No więc już wyjaśniam:
Jeżeli chodzi o samą idee po co tak, to dlatego że jest to dość duży pokój i będzie on dzielony razem z kuchnią.Znajomy chce mieć możliwość słuchania TV będąc w kuchni patrząc ewentualnie na niego z dość sporej odległości ale jednocześnie nie mając głośności ustawionej na max.Jeżeli chodzi o narożniki to tylko i wyłącznie dlatego że chodzi o zaoszczędzenie miejsca gdzie miało by się to wszystko podziewać i do tego dochodzą jeszcze małe dzieci które ciągle mają coś do zbrojenia.
Dzięki za konkretną opinie bo takiej właśnie szukałem.Tylko dlaczego twierdzisz że tak wyjdzie "kupa" pod jakim względem?
 
Aha no to w takim razie po prostu nie zrozumiałem za pierwszym razem idei...

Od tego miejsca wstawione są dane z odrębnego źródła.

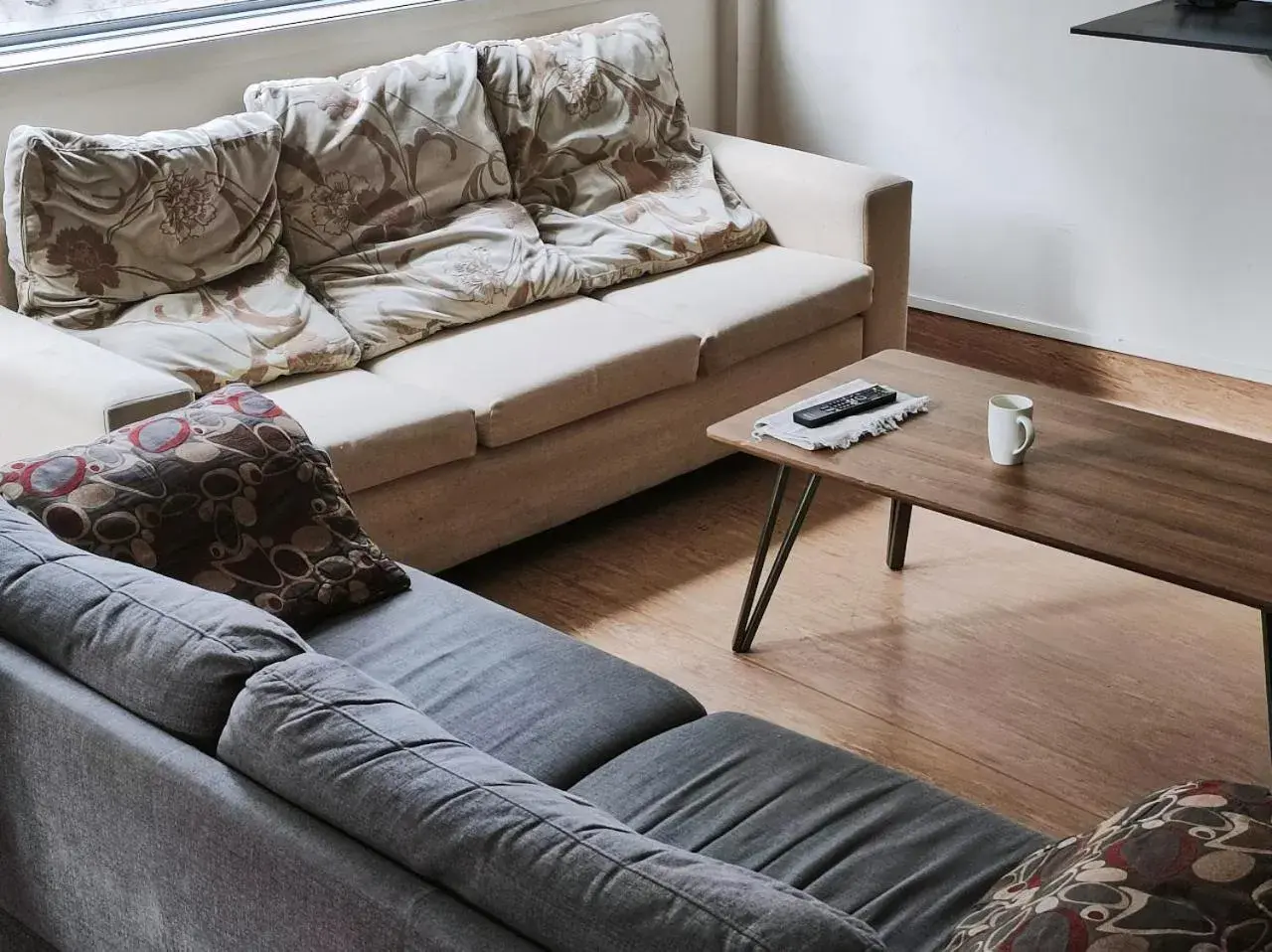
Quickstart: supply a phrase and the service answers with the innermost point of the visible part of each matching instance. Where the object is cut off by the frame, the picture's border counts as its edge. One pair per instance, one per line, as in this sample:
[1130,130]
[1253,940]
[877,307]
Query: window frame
[153,22]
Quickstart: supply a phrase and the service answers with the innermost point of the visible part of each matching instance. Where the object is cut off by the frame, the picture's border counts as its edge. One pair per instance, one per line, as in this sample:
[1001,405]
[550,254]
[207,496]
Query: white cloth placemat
[843,433]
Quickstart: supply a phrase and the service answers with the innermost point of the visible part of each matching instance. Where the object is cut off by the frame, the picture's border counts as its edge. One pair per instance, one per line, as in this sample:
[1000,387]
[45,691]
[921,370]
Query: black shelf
[1245,28]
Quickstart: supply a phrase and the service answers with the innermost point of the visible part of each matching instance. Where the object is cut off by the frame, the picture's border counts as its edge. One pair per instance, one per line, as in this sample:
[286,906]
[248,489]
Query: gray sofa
[116,835]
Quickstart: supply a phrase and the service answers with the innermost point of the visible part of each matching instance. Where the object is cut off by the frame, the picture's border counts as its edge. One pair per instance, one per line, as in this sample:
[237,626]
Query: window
[37,21]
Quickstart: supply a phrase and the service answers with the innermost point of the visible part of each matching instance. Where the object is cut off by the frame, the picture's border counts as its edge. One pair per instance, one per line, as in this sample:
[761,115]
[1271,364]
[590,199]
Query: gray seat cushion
[171,653]
[16,937]
[513,688]
[899,855]
[556,870]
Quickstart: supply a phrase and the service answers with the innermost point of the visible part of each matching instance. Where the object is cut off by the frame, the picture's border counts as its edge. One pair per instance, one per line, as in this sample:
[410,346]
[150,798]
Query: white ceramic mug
[1012,430]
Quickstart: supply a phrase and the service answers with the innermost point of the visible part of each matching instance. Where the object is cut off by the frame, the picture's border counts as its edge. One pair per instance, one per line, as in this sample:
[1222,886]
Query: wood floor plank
[1036,683]
[1180,393]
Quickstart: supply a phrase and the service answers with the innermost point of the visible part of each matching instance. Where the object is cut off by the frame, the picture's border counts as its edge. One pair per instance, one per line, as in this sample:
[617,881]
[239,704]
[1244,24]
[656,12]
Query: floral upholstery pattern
[252,326]
[602,154]
[394,181]
[227,494]
[164,247]
[1186,870]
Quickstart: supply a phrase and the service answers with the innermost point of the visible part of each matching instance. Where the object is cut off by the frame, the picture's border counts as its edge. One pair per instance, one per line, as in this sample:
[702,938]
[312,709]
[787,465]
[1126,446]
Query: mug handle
[1027,425]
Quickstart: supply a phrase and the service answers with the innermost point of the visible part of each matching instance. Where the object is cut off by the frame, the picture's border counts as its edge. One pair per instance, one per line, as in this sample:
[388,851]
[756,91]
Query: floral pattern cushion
[1186,870]
[396,200]
[602,153]
[164,247]
[227,494]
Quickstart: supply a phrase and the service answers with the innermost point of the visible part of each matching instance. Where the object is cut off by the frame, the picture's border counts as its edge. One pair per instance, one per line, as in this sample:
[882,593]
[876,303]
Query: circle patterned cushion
[1186,870]
[227,494]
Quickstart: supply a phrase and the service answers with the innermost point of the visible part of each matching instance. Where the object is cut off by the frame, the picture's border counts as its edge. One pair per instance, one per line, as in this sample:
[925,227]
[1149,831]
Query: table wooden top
[1168,499]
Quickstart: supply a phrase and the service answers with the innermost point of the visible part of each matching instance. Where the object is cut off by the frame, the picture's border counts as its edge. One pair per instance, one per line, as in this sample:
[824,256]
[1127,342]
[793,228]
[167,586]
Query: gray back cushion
[563,873]
[171,653]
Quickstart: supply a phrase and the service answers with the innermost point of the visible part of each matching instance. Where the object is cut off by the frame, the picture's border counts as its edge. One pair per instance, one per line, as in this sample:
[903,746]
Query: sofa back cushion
[600,152]
[164,247]
[171,653]
[548,865]
[227,494]
[396,199]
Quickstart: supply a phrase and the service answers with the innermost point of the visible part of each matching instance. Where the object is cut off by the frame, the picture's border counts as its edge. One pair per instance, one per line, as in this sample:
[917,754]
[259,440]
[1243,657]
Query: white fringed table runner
[843,433]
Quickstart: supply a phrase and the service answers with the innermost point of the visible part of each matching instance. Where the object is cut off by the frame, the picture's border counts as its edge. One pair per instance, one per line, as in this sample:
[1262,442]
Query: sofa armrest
[813,203]
[56,390]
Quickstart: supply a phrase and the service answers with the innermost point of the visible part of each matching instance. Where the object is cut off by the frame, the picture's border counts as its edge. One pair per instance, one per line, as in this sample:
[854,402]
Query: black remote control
[848,404]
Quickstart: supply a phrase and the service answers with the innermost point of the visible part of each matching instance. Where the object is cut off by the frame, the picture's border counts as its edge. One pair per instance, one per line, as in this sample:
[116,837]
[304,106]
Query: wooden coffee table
[1168,499]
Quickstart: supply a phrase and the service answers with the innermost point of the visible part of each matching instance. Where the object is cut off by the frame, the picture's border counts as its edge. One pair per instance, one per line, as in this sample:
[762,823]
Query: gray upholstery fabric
[899,855]
[16,937]
[171,653]
[357,752]
[114,837]
[518,690]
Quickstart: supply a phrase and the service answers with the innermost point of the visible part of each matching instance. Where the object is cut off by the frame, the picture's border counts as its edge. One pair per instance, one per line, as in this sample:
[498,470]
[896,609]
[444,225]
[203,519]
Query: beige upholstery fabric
[752,300]
[602,154]
[396,200]
[549,366]
[377,430]
[164,248]
[813,203]
[528,486]
[56,390]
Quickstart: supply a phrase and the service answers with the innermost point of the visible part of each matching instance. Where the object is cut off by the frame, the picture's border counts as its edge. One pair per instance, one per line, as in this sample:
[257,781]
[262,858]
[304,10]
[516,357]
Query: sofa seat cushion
[355,752]
[518,690]
[900,856]
[752,300]
[374,429]
[549,366]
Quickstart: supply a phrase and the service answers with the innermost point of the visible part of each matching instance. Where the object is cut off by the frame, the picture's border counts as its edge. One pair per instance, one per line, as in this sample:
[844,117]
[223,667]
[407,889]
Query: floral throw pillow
[602,153]
[396,200]
[1186,870]
[164,248]
[227,494]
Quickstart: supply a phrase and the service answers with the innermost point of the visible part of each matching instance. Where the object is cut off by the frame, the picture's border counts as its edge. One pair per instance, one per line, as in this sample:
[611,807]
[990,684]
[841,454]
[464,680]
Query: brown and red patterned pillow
[1186,870]
[227,494]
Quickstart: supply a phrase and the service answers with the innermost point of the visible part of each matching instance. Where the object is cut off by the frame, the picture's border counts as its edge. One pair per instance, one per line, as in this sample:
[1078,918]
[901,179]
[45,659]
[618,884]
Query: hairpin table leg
[1267,669]
[898,534]
[753,612]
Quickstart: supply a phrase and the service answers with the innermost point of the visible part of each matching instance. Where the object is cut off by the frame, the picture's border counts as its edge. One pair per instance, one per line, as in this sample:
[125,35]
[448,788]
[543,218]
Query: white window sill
[212,28]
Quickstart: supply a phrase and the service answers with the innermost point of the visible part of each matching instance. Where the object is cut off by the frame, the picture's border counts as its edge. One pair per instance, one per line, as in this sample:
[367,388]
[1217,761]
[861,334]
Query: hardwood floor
[1181,393]
[1040,684]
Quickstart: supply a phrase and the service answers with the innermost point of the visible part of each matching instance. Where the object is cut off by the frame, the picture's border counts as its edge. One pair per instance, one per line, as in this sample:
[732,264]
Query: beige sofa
[481,435]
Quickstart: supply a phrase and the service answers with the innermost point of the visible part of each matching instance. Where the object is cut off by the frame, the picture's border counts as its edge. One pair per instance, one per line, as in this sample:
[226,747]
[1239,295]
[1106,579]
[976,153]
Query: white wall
[1112,193]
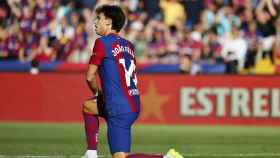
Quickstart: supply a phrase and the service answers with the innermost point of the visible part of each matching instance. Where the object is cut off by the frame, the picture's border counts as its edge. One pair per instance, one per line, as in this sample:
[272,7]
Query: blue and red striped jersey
[116,63]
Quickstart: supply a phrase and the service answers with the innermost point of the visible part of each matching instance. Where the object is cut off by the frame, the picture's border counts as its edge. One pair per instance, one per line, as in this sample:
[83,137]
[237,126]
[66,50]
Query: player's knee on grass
[90,106]
[120,155]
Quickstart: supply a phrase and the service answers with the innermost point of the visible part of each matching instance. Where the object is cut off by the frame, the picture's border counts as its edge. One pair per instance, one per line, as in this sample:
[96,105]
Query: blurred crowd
[242,36]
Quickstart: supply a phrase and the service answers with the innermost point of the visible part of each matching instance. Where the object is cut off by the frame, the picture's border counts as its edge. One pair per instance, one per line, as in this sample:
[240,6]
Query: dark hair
[115,13]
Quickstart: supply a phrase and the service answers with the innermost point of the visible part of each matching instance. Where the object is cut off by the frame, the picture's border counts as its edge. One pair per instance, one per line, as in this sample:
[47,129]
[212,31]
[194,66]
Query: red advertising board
[165,98]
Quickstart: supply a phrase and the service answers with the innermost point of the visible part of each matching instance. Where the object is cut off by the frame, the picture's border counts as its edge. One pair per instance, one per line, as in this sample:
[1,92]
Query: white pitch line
[185,155]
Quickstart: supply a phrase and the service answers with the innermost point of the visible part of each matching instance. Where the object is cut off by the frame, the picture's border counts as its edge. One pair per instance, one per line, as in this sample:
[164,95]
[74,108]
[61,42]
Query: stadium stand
[196,37]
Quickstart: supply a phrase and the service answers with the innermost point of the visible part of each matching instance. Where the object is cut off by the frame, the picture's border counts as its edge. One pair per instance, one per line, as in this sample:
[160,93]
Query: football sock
[139,155]
[91,130]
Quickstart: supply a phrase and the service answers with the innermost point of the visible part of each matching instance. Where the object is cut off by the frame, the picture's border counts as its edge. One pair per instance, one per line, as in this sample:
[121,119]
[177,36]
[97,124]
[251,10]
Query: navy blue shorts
[119,132]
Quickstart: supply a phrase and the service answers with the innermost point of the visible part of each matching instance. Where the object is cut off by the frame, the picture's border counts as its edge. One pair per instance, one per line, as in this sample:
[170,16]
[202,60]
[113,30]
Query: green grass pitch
[68,140]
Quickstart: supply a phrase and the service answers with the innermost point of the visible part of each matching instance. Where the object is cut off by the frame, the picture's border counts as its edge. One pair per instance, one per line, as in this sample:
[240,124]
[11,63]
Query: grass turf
[19,139]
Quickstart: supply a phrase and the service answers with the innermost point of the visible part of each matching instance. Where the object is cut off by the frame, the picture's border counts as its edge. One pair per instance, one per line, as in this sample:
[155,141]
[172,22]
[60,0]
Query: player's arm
[91,78]
[96,59]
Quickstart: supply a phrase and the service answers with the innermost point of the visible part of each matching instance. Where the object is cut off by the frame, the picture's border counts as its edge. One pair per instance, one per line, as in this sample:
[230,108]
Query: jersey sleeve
[98,53]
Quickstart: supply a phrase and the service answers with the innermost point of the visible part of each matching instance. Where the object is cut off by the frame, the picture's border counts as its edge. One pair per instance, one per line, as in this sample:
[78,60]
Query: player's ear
[108,21]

Myślałem że to ma być coś w stylu KD, zmyliło mnie te stwierdzenie o zastosowanie ampli 5.1. Skoro ma to jedynie pełnić rolę wydawania dźwięku to w sumie można anulować mój wcześniejszy post.
W takim razie moim zdaniem stosowanie technologi 5.1 nie ma sensu - wydaje mi się że już lepiej zastosować jakiś splitter stereo... (z jakimiś on/off w kuchni np. w tym celu gdyby ktoś oglądał TV to drugiemu jednocześnie nie przeszkadzało by to w kuchni...) ale poco jeszcze te głośniki za słuchaczem/widzem ?
Najlepszym rozwiązaniem jednak wydaje mi się zastosowanie taniego (używanego) wzmacniacza stereo (który jest stereo ale puszcza ten sygnał dwoma torami np. A lub B, lub A i B...)
 
Ostatnia edycja:
To co piszesz wydaje mi się również najrozsądniejszym wykonaniem.Puki co w domu trwają prace budowlano-remontowe więc mam jeszcze jakieś 1,5 tyg na dywagacje i rozmyślania co jest dobre a co nie.Z rozmów ze znajomym jeszcze stwierdzam że sam nie jest od końca przekonany co chce aczkolwiek musi doprecyzować czy zależy mu tylko na muzyce w kuchni wtedy zostawiam tylko 2 głośniki reszta normalnie z TV czy zależy mu na kinie domowym wtedy myślimy dalej co z tym fantem zrobić.W przyszłym tygodniu dokładne informacje zbieram, mierze ile przewodów i działam.Dam znać w razie jeszcze ewentualnych pytań.Pozdrawiam.